Future Ozone Layer
Due to action taken under the Montreal Protocol, the stratospheric loading of chlorine and bromine is decreasing and this is expected to lead to recovery of the ozone layer (i.e. an increase in ozone). However, the future evolution of the ozone layer will also depend on other factors, in particular climate change. Research in our group has played an important role in identifying major chemistry-climate feedbacks and in coordinating the most robust recent estimates of future ozone recovery from current state-of-the-art coupled chemistry-climate models (CCMs)
Effect of Coupled Climate Change
Chipperfield and Feng (2002) showed the very important impact of CO2-induced stratospheric chlorine in changing the trajectory of ozone recovery. They used a computationally cheap 2-D latitude-height radiative-dynamical-chemical model coupled with the well-tested TOMCAT stratospheric chemistry scheme. The results were highlighted in the 2006 WMO/UNEP Ozone Assessment and the figure from that report is reproduced below. In particular, the model simulations showed how the cooling effect from simulations with coupled temperature changes (solid lines) overcomes the ozone-depleting impact of increased N2O (dashed lines).

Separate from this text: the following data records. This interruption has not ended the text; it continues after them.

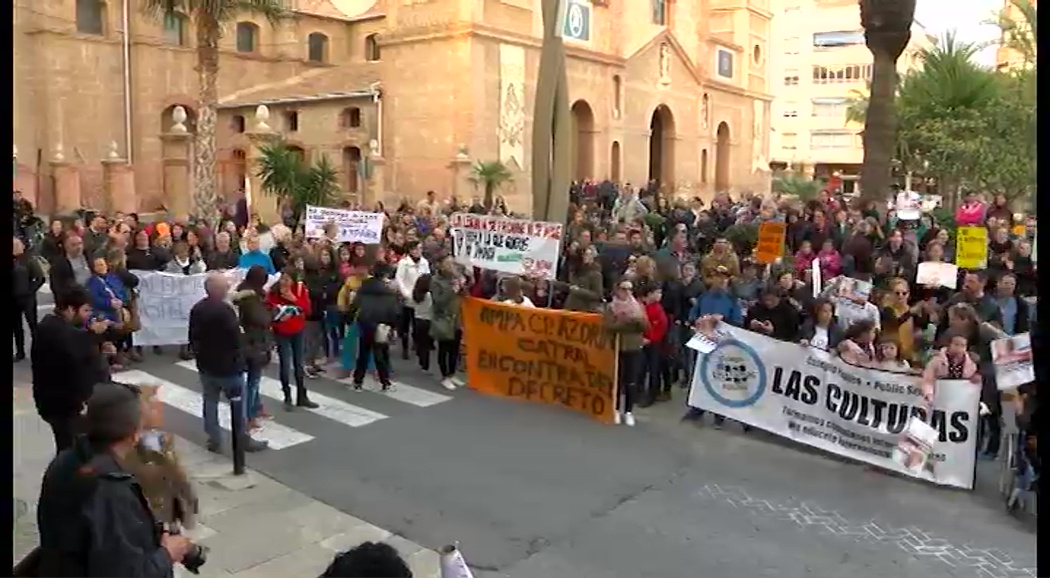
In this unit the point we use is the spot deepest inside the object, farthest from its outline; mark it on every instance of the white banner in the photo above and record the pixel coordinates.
(354, 226)
(807, 395)
(510, 246)
(165, 301)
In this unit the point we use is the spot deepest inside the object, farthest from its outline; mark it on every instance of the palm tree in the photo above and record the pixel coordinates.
(285, 174)
(491, 176)
(210, 17)
(887, 31)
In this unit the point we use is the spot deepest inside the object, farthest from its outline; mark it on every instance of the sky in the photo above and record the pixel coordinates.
(965, 17)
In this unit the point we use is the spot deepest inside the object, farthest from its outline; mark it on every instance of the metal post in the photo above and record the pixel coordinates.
(239, 434)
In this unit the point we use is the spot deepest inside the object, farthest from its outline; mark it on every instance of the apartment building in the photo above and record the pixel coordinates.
(818, 47)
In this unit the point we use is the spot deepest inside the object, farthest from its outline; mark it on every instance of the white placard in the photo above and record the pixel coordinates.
(354, 226)
(932, 273)
(816, 398)
(510, 246)
(908, 205)
(165, 301)
(1012, 357)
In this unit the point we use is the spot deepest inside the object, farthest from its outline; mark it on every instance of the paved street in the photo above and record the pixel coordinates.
(531, 492)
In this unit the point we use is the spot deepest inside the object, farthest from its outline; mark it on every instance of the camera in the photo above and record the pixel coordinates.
(196, 555)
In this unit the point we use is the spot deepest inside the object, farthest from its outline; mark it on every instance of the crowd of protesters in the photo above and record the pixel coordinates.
(653, 266)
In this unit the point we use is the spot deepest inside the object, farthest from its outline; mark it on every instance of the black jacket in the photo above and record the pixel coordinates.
(147, 260)
(95, 521)
(214, 336)
(26, 277)
(256, 338)
(66, 365)
(376, 304)
(784, 318)
(218, 261)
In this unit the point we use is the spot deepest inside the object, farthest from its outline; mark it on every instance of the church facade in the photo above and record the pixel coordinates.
(400, 95)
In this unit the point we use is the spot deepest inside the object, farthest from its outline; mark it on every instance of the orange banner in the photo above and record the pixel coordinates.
(544, 355)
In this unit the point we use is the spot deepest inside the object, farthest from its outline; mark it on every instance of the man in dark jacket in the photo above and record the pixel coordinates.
(26, 280)
(66, 364)
(93, 519)
(378, 311)
(214, 336)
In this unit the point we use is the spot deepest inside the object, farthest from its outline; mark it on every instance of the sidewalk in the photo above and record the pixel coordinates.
(263, 531)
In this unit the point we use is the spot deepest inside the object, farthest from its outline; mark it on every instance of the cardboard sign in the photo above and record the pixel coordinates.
(971, 247)
(543, 355)
(771, 242)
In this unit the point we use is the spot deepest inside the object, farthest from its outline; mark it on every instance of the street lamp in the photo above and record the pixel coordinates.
(551, 122)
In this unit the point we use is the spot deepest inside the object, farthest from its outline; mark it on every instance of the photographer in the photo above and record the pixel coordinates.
(93, 518)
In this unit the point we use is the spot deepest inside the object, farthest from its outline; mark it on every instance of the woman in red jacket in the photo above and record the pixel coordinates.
(289, 303)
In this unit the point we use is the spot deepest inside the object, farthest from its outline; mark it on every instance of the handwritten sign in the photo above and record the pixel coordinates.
(933, 273)
(543, 355)
(971, 248)
(510, 246)
(165, 301)
(351, 226)
(771, 242)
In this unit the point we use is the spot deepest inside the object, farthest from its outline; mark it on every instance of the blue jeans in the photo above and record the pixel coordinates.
(252, 401)
(290, 357)
(214, 386)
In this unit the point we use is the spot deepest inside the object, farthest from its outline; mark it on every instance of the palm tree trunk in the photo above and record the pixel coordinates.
(880, 127)
(205, 195)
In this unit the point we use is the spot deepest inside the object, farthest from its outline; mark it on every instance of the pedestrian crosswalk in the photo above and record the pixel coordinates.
(180, 389)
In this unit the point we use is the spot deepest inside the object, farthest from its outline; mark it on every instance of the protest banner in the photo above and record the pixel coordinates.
(543, 355)
(971, 247)
(1012, 357)
(353, 226)
(165, 301)
(815, 398)
(771, 242)
(935, 273)
(512, 246)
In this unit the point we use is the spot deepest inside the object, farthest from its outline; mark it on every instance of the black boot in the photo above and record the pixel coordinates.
(303, 401)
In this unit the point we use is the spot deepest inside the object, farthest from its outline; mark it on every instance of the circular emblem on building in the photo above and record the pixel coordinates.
(734, 374)
(576, 20)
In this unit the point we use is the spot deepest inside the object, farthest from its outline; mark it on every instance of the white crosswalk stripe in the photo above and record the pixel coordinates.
(190, 401)
(331, 408)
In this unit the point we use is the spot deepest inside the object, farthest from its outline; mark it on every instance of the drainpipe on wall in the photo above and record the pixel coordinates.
(127, 80)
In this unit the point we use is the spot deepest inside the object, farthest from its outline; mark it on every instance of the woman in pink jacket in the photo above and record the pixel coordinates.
(950, 363)
(971, 211)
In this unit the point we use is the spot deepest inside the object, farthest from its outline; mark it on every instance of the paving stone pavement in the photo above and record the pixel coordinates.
(967, 560)
(254, 527)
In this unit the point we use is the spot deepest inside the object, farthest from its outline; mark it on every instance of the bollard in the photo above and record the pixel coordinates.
(238, 430)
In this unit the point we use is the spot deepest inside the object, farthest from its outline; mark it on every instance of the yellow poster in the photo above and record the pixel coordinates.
(971, 247)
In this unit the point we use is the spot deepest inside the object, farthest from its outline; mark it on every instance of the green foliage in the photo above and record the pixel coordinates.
(490, 176)
(286, 174)
(797, 185)
(965, 124)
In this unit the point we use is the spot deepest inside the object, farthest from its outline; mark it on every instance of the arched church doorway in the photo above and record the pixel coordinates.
(721, 158)
(583, 141)
(662, 146)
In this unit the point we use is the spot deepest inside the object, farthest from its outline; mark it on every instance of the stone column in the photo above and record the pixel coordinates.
(66, 174)
(461, 173)
(176, 153)
(119, 182)
(260, 135)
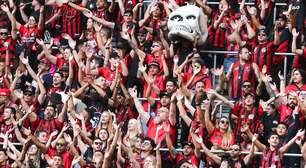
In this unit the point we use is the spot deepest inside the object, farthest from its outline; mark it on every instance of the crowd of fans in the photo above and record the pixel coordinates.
(99, 84)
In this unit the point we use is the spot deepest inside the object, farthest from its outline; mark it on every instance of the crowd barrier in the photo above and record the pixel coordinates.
(213, 151)
(285, 69)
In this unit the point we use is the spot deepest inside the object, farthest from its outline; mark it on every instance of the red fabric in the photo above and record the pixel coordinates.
(295, 88)
(191, 159)
(48, 125)
(11, 48)
(283, 47)
(151, 58)
(247, 74)
(220, 34)
(252, 118)
(154, 24)
(71, 21)
(262, 55)
(5, 92)
(29, 34)
(66, 157)
(5, 128)
(161, 135)
(285, 112)
(217, 137)
(107, 73)
(102, 14)
(202, 76)
(271, 158)
(54, 90)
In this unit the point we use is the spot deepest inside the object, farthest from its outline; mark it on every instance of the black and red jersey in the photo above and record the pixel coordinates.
(71, 21)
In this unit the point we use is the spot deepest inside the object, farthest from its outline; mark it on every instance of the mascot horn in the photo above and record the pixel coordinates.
(188, 23)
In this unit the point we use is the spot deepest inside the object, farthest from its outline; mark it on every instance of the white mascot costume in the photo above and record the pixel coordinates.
(188, 22)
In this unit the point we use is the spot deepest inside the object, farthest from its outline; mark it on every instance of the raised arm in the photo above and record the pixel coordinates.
(295, 34)
(214, 157)
(172, 150)
(63, 114)
(144, 116)
(208, 124)
(285, 148)
(222, 98)
(48, 55)
(10, 16)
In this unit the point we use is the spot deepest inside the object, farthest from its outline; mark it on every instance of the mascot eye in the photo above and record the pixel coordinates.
(177, 18)
(191, 17)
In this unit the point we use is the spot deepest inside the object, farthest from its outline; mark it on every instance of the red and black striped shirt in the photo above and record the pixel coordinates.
(71, 21)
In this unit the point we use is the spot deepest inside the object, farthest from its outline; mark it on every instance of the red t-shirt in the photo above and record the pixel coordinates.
(29, 35)
(161, 135)
(285, 112)
(47, 125)
(295, 88)
(252, 117)
(5, 128)
(191, 159)
(217, 137)
(66, 156)
(107, 73)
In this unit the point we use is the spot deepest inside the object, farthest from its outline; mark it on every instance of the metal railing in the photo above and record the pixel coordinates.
(236, 52)
(213, 151)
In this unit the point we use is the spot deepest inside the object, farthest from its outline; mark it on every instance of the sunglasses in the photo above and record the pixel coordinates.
(224, 122)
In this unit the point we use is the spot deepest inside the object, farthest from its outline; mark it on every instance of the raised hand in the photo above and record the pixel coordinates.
(5, 8)
(133, 92)
(97, 27)
(196, 70)
(294, 32)
(300, 133)
(23, 59)
(254, 138)
(142, 68)
(54, 133)
(87, 13)
(40, 42)
(280, 76)
(251, 10)
(218, 71)
(179, 95)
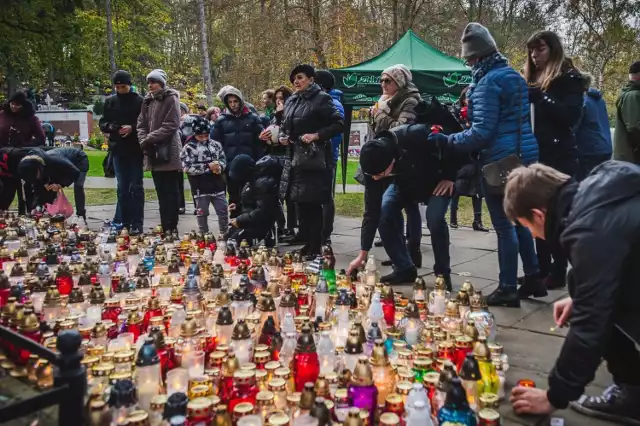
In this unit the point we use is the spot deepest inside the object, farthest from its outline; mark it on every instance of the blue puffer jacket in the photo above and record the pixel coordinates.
(497, 119)
(336, 95)
(593, 134)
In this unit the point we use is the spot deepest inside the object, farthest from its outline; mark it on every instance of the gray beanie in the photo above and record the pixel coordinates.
(158, 75)
(477, 41)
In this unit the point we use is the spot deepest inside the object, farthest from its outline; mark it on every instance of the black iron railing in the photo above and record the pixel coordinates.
(69, 382)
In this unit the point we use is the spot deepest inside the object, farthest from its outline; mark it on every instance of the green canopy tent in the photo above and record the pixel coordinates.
(435, 74)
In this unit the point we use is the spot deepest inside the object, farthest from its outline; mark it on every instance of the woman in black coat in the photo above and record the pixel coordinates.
(310, 121)
(556, 91)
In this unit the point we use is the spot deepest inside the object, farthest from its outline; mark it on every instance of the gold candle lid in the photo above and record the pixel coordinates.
(158, 402)
(276, 385)
(243, 409)
(103, 370)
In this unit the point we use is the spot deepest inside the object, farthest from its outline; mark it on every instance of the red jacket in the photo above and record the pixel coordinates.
(21, 129)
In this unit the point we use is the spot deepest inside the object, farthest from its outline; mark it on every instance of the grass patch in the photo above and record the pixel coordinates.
(352, 205)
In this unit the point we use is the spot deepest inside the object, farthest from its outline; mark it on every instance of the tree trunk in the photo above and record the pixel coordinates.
(112, 53)
(206, 67)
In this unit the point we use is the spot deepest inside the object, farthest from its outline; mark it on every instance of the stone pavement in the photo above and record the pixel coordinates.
(525, 332)
(94, 182)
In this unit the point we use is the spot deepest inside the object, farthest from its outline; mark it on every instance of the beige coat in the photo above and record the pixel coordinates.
(158, 123)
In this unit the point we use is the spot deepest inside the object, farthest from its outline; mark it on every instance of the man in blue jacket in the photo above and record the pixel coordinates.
(593, 133)
(326, 80)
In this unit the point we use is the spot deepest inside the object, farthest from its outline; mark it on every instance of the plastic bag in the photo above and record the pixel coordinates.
(60, 205)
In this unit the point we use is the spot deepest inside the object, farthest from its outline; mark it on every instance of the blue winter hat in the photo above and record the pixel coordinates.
(241, 168)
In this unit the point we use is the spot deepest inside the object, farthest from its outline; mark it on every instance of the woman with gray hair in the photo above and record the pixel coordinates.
(158, 126)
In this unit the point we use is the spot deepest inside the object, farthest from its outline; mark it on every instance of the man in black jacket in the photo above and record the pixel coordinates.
(119, 122)
(420, 175)
(238, 130)
(596, 223)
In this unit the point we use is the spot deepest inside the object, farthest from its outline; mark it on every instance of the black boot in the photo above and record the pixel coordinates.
(617, 403)
(400, 277)
(503, 297)
(532, 285)
(478, 226)
(555, 281)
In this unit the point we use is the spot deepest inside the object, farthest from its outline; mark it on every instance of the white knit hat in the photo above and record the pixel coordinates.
(400, 74)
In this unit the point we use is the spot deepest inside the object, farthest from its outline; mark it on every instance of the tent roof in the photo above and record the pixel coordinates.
(414, 53)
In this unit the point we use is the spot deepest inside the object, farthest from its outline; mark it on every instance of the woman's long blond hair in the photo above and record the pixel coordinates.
(555, 66)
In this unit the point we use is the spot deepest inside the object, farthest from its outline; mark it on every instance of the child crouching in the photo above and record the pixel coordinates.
(203, 161)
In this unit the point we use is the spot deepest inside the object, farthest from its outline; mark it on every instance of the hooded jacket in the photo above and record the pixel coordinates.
(196, 157)
(311, 111)
(499, 115)
(158, 124)
(626, 137)
(336, 95)
(122, 110)
(259, 197)
(22, 128)
(398, 110)
(238, 134)
(593, 134)
(598, 225)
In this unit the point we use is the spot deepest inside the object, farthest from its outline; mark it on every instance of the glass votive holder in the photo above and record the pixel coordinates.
(177, 381)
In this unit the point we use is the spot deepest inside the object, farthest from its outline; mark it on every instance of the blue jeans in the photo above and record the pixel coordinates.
(512, 238)
(130, 208)
(437, 224)
(391, 228)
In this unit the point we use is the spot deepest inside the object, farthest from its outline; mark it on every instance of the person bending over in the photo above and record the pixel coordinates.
(597, 226)
(260, 205)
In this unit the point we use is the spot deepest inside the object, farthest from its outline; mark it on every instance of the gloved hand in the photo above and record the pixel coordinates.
(535, 94)
(438, 140)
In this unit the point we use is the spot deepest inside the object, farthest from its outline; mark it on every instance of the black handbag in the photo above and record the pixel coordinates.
(497, 172)
(308, 157)
(107, 166)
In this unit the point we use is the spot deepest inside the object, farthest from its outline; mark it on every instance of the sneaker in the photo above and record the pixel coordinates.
(478, 226)
(532, 286)
(555, 281)
(400, 277)
(617, 403)
(503, 297)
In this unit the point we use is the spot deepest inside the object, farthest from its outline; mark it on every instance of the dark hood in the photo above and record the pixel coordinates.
(609, 183)
(27, 110)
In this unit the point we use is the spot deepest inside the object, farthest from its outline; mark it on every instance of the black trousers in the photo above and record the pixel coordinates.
(168, 189)
(622, 359)
(310, 220)
(547, 250)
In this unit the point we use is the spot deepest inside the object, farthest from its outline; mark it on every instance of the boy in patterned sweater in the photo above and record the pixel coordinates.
(203, 161)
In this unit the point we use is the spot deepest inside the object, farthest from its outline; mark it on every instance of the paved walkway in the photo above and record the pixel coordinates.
(525, 333)
(94, 182)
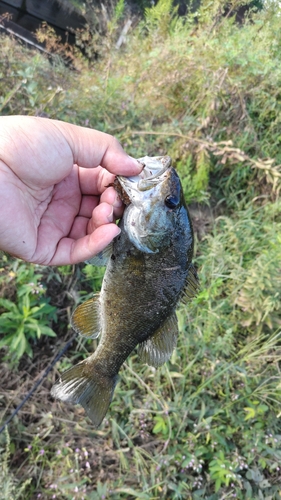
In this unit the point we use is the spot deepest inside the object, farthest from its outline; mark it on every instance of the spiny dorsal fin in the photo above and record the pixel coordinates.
(156, 350)
(101, 258)
(86, 318)
(191, 287)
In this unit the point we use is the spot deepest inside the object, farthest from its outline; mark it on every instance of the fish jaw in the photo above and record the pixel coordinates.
(155, 203)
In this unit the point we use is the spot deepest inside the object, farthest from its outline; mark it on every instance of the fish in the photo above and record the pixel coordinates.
(149, 270)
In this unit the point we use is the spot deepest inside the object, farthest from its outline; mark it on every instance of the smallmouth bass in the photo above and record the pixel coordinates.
(149, 270)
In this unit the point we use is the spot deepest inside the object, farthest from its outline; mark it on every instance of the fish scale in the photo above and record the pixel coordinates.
(149, 269)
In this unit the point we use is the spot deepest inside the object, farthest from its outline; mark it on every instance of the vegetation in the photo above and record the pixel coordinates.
(206, 425)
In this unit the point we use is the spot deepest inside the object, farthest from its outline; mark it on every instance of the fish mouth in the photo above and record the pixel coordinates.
(153, 169)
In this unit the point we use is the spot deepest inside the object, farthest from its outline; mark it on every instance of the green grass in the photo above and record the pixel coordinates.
(207, 424)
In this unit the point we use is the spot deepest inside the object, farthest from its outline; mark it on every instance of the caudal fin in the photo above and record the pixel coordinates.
(84, 386)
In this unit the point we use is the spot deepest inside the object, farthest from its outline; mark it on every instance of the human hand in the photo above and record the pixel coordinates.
(55, 208)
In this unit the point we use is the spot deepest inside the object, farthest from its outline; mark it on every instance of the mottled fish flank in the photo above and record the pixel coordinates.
(148, 272)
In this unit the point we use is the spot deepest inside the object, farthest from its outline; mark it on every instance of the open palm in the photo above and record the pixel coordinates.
(56, 209)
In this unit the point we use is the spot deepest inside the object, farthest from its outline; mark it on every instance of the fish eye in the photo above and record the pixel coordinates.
(172, 201)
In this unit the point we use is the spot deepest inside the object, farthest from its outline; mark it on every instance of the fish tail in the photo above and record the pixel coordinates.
(85, 386)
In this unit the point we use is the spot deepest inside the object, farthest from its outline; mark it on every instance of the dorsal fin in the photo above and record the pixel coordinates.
(191, 287)
(101, 258)
(86, 318)
(156, 350)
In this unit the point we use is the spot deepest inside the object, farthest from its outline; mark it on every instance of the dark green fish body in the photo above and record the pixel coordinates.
(148, 271)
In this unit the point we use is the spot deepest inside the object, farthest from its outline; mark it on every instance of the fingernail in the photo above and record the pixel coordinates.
(110, 216)
(117, 202)
(137, 163)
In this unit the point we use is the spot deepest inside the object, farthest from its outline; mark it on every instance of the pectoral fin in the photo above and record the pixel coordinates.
(86, 318)
(191, 285)
(156, 350)
(101, 258)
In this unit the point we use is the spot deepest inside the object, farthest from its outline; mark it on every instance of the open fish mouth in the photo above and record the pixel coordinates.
(153, 168)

Variation in Northern Hemisphere mid-latitude total column ozone (% change since 1980) from six runs of a 2-D model. The simulations used three different greenhouse gas (GHG) scenarios (A1FI, B1, and A1FI with B1 CH4 emissions), with results shown with (solid lines) and without (dashed lines) stratospheric cooling due to CO2 increases. Also shown are observed past changes from satellite data. Figure 6-11 from WMO/UNEP (2006) and taken from Chipperfield and Feng (2003).
Multi-Model Estimates of Ozone Return Dates
Groups worldwide now run complex 3-D coupled CCMs to simulate the future evolution of the ozone layer. However, analysis of these runs to derive robust estimates of ozone recovery among the model internal variability and model-model differences is a major challenge. Nevertheless the 4-yearly Ozone Assessments need to provide this information to the Parties of the Montreal Protocol.
For the 2018 Ozone Assessment our group coordinated the most comprehensive recent assessment of ozone return dates using output from around 20 CCMs from groups worldwide. Analysis of the models required careful processing to maintain the signal of changing halogens and climate, while removing the model variability. This work was published in the widely cited paper Dhomse et al. (2018) and used extensively in the 2018 Assessment (see example figure below from WMO/UNEP 2018).

Multi-model mean (MMM1S) total column ozone time series (in Dobson Units, DU) from CCMI simulations REF-C1 (light blue), REF-C1SD (green) and REF-C2 (red) simulations for the (left) SH polar (October) and (right) NH polar (March) regions. The dashed black lines show the 1980 reference value for each latitude band. The top row shows the unadjusted modeled values and the bottom row shows the time series adjusted with respect to mean 1980–1984 observations. Also shown are the merged SBUV observations. Figure 4-18 from WMO/UNEP (2018) and based on Dhomse et al. (2018).
References
Chipperfield, M.P., and W. Feng, Comment on: Stratospheric Ozone Depletion at northern mid-latitudes in the 21st century: The importance of future concentrations of greenhouse gases nitrous oxide and methane, Geophys. Res. Lett., 30, 1389, doi:10.1029/2002GL016353, 2003.
Dhomse, S.S., D. Kinnison, M.P. Chipperfield, et al., Estimates of ozone return dates from Chemistry-Climate Model Initiative simulations, Atmos. Chem. Phys., 18, 8409-8438, doi:10.5194/acp-18-8409-2018, 2018.